# Field Repair Pouch



## A+ Slingshots (Jan 22, 2010)

Hey Friends,
Just put up a new video up about how to make a quick "field repair" when your bands break at the pouch.
http://www.youtube.c...h?v=SkOo-RSjNrU
Questions and Comments are welcome.


----------



## Tex-Shooter (Dec 17, 2009)

A lot of Texans have done bands that way for years! I call that the Texas Charlie Loop for a good friend of mine! -- Tex


----------



## A+ Slingshots (Jan 22, 2010)

Hey Tex,
I'm a Texan "born and bred" that's been transplanted to California because of work. I grew up knowing about this way of using a pouch (and not even as a repair) maybe TC's influence is why. I never knew about Texas Charlie until recently but you know how knowledge spreads.

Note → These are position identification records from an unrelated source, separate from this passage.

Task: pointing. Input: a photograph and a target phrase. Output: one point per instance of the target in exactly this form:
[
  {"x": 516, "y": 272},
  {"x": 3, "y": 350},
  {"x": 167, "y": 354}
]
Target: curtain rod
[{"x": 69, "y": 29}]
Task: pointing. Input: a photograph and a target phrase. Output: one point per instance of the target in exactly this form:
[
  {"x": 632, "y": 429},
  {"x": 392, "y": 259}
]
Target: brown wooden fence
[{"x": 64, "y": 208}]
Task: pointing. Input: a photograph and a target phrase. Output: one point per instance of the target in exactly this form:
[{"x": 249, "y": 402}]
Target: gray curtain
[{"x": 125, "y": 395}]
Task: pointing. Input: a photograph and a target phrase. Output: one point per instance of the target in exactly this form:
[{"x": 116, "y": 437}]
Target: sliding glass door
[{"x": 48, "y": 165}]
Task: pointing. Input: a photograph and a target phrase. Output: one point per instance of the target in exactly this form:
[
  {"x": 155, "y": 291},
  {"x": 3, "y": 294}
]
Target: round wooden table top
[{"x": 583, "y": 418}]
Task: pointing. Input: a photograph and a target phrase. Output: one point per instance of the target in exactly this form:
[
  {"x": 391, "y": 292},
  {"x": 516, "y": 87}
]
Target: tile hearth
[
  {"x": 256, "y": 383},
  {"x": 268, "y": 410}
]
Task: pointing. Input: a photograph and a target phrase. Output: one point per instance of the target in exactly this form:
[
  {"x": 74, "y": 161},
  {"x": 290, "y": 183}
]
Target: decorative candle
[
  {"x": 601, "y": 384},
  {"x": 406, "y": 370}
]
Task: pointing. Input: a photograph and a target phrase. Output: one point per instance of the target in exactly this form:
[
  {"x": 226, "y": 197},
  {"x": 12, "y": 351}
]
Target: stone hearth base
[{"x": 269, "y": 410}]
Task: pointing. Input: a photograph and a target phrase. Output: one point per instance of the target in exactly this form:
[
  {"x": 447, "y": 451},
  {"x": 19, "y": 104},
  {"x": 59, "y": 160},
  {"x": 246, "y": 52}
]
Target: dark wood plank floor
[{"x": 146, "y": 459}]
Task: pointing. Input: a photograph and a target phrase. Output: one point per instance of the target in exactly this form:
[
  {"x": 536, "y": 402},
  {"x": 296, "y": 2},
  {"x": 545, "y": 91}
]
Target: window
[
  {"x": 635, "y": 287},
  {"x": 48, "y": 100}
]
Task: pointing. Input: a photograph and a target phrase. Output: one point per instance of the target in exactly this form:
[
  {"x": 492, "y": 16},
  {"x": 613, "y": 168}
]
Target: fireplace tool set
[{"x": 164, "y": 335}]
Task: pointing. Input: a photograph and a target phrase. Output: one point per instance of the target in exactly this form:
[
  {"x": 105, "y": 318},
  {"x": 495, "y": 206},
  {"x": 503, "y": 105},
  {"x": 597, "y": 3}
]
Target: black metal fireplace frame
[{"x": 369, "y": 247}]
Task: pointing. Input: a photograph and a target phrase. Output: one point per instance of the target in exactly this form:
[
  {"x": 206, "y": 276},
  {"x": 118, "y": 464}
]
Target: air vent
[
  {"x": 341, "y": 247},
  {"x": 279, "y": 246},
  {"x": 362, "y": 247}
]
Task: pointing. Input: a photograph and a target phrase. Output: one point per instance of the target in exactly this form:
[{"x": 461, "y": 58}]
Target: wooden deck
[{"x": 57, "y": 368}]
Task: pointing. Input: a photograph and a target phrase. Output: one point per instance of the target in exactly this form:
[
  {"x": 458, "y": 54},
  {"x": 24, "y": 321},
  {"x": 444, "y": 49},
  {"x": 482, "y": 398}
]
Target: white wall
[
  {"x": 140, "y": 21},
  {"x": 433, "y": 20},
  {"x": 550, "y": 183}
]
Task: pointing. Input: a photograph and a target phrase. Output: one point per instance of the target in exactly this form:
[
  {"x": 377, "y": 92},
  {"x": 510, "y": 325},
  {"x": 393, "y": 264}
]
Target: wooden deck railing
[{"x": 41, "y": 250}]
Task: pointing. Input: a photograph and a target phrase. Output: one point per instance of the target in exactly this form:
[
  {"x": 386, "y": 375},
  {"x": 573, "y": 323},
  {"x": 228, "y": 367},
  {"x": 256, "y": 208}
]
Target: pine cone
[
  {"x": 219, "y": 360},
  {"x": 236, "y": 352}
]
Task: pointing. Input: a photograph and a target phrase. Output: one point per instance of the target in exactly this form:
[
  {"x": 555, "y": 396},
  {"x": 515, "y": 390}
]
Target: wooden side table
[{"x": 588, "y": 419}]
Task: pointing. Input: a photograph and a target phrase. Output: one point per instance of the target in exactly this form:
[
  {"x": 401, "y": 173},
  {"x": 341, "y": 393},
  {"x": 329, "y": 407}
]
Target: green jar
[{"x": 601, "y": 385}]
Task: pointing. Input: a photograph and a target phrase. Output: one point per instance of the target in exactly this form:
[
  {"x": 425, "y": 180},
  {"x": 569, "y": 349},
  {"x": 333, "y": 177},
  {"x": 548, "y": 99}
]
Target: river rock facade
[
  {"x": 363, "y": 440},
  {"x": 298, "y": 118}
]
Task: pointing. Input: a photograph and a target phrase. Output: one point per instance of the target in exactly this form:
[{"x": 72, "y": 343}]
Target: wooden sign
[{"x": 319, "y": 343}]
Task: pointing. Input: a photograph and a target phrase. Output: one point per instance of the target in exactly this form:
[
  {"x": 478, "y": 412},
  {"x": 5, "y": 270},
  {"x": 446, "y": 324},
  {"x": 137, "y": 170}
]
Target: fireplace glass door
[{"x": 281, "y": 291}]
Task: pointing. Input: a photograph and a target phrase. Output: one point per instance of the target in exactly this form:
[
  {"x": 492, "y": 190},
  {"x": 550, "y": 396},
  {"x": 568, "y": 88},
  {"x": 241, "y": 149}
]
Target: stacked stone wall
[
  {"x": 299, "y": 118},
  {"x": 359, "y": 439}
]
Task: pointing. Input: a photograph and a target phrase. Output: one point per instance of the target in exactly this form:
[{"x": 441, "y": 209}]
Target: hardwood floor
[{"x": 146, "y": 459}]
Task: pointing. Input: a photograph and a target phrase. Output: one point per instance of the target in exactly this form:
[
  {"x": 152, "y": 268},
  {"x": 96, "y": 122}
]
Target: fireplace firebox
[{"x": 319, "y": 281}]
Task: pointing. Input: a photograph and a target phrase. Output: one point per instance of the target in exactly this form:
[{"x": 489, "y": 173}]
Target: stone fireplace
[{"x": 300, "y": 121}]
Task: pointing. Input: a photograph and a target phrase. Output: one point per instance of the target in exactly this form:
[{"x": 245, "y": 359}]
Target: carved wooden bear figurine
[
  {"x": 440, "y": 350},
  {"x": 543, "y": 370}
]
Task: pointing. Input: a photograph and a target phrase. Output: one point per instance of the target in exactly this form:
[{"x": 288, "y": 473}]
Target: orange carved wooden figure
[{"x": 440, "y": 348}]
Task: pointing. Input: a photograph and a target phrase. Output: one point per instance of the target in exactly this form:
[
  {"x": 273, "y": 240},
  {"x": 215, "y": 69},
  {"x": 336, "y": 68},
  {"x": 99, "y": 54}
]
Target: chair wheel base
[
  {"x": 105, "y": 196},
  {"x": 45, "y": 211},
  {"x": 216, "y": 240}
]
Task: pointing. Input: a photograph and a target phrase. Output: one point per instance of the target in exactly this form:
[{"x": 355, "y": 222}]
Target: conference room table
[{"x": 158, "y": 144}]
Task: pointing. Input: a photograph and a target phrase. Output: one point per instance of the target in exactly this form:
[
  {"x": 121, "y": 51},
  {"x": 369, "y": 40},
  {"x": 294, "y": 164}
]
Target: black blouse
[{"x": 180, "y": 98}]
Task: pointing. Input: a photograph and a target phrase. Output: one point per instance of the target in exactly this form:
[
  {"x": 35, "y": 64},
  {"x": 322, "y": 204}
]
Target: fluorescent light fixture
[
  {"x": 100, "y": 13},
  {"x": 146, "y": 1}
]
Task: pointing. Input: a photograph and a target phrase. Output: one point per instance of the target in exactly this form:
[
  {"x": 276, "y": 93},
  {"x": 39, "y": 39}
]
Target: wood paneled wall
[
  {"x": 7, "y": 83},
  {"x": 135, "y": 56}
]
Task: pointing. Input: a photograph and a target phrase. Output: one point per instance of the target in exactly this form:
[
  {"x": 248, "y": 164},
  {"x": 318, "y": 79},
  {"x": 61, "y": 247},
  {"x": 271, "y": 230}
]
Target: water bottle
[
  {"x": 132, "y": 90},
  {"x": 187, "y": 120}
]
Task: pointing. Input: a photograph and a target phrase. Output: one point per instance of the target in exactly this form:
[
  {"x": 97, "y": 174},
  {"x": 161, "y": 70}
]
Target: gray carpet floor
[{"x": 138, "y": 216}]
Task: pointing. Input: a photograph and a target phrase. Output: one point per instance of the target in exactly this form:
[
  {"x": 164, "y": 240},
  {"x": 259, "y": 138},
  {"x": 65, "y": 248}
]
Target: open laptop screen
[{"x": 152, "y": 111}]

But then again scientist say that "good ideas" often develop independently around the world without benefit of each other, I believe anthropologists call it "convergent development." 
Despite my pondering and rambling on the subject I would like to thank Texas Charlie for his contributions to "flippin" as anyone who could shoot like him deserves credit for a lot of things.


----------



## Performance Catapults (Feb 3, 2010)

Good video...I kept hearing a Dove in the background.


----------



## A+ Slingshots (Jan 22, 2010)

Hey Jim,
Thanks. I fumbled around a lot, but I just try to be real. The doves live and raise their young all in the neighborhood and in my back yard. I have always like their sound.


----------



## smitty (Dec 17, 2009)

Yeah I have dove around my place too. Love the sound they make too.


----------